Will this find be helpful to understand why you app has been experiencing the latency issues? The answer is “Yes”. Will it be helpful to fix the problem and make you app to be fast again? The answer is “No”. What if that “XYZ-system” is doing calls to 3 other micro-services while serving your call? What if those 3 micro-services also do calls to other micro-services? What if you have say 20+ micro-services speaking to each other in many different ways?
This is the world where all your business logic is decoupled into small, isolated, distributed and available over network parts (aka micro-services). The world where you don’t see anything. Welcome!
So, you need to see a big picture:
- to understand which micro-service is failing
- which routes are affected by this failing part
- under which circumstances it is failing
- how often it is falling
Distributed tracing system.
We know everything about any particular micro-service. But we want to see how they interact as a group in different cases. So, we need a different view.
Remember “Network” panels in Chrome debugger or Firebug? When you want to understand why some page is loading so slow — you open debugger “Network” panel with timeline chart. There you can see which resource blocks the page loading/rendering process.
Now, imagine that you have the same but for your backend! In this case you resources are micro-services. The call tree is your micro-service route. Also we can see a timeline! Micro-services are waiting for each other as they do RPC-calls and wait for reply.
So, instead of this:
You will see this:
So, now we can see:
- “A” calls “B” and waiting
- After “A” received reply from “B” it does call to “C”

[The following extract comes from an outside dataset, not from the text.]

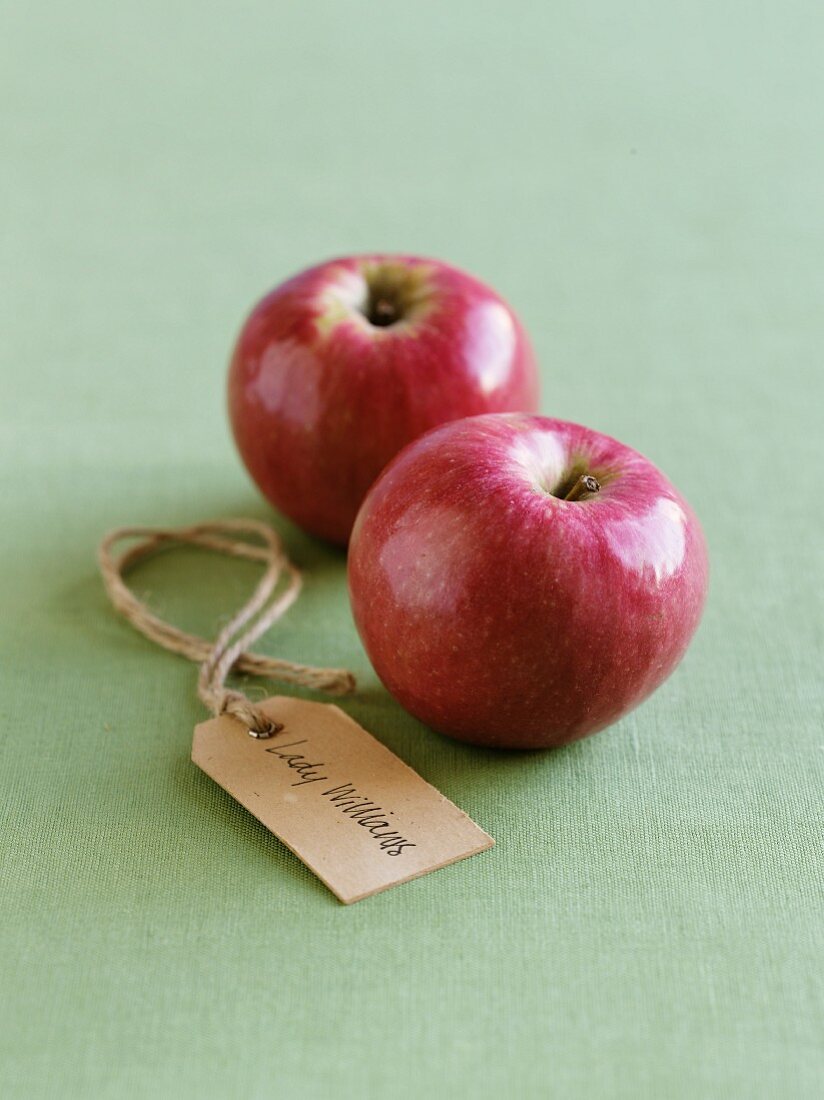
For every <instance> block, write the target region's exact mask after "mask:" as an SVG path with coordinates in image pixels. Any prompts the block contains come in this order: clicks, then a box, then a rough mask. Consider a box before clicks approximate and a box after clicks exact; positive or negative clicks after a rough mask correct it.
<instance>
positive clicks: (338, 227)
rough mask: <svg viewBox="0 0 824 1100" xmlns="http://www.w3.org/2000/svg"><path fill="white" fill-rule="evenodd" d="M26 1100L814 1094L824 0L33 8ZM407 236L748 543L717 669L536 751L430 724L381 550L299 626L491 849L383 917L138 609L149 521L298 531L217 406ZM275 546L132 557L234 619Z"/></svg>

- “C” spends some small time and then does call to “D”
- “D” spends some time and does call to “F”
- “F” replies back to “D” pretty fast
- “D” receives reply from “F” and spends looots of time doing something
- “D” replies to “C”
- “C” replies to “A” without doing anything, it replies as soon as reply from “D” arrived
- “A” received reply from “C”
- Our “Make payment” route finished and we sent final result to a client
Huh, that’s a lot of insights! We had no idea that it works like that. So, do you see where did we spend most of the time? Right, it is micro-service “D”! “A” is waiting for “C” and “C” is waiting for “D”. Micro-service “D” takes about a half of the time spent in this micro-service route. So, no we know that “Make payment” route has a bottleneck and this is the micro-service “D”. The next question we would ask is what are other routes where micro-service “D” plays some role? Is it a bottleneck there too or not? Anyways, now we know how to fix a “Make payment” route right away — just fix micro-service “D”.

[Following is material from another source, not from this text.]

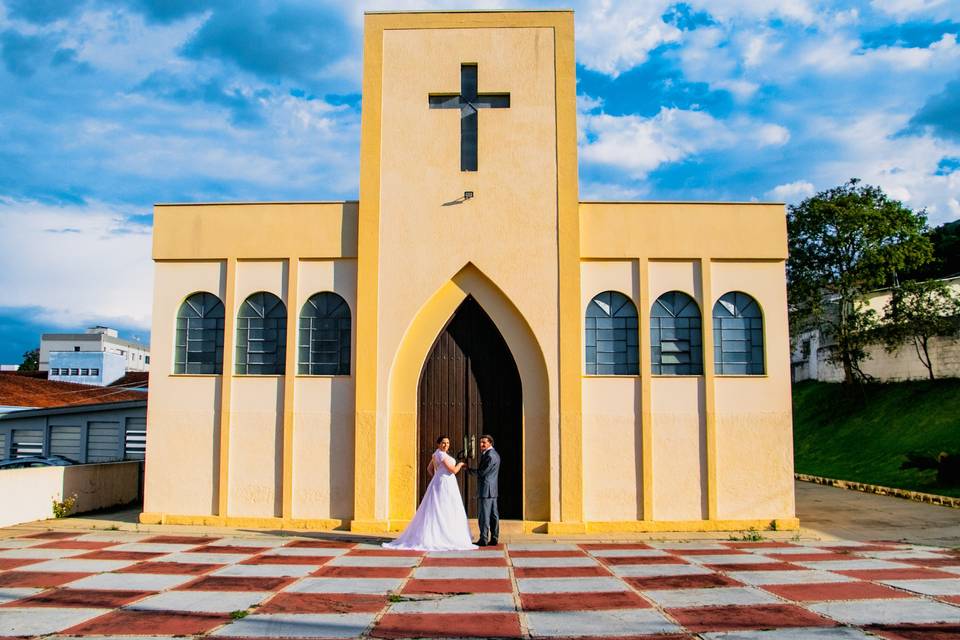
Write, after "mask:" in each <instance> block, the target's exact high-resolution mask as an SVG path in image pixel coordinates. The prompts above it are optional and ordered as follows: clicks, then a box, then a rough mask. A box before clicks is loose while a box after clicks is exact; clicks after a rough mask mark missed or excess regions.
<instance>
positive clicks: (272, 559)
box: [240, 556, 333, 565]
mask: <svg viewBox="0 0 960 640" xmlns="http://www.w3.org/2000/svg"><path fill="white" fill-rule="evenodd" d="M332 559H333V556H254V557H252V558H247V559H246V560H244V561H243V562H241V563H240V564H316V565H321V564H327V563H328V562H330V561H331V560H332Z"/></svg>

I would like to draw your attention to these key points:
- we can see a micro-service route as a timeline
- we see a call stack and dependencies between micro-services as a tree
- this tree grows from left to the right as time goes during a one micro-service route’s life cycle
- we can see the number of calls to any of micro-service and how chatty interactions are
- this is the key point — we can see where the time spent most. There is always a bad guy who others are waiting for (remember a lunch time? when you want to go to the burrito-place so bad but you just can’t because you are waiting for some dude?)

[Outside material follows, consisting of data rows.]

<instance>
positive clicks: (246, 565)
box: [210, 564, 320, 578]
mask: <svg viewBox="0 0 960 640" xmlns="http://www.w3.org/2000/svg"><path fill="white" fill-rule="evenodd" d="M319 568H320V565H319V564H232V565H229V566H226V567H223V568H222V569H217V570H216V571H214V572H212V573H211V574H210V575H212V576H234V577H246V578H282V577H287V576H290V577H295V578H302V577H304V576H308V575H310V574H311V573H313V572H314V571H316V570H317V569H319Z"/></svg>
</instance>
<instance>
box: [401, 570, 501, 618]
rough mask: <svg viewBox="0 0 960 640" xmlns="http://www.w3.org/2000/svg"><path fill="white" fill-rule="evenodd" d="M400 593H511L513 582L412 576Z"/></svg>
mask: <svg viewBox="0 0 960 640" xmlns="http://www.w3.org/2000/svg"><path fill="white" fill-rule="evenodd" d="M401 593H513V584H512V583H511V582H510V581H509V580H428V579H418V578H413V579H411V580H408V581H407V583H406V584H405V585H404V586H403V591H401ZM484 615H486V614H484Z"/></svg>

- we can see a network latency on this timeline too! s0, we will know is it a micro-service problem or a network problem
- this timeline can give you some ideas about how to speed up your micro-service route. I.e. how about doing calls from “A” to “B” and “C” in parallel? Do we really need to wait for “B” before doing call to “C”?
You might ask — how can I get all this? This is what distributed tracing systems give to you. Systems like Google Dapper. The actual implementation of distributed tracing system is another one big topic. I will write a post about it one day for sure, just stay tuned! The most curious readers can find lots of details in a Google Dapper research doc here.
Now, you are in the micro-service world where you can see everything.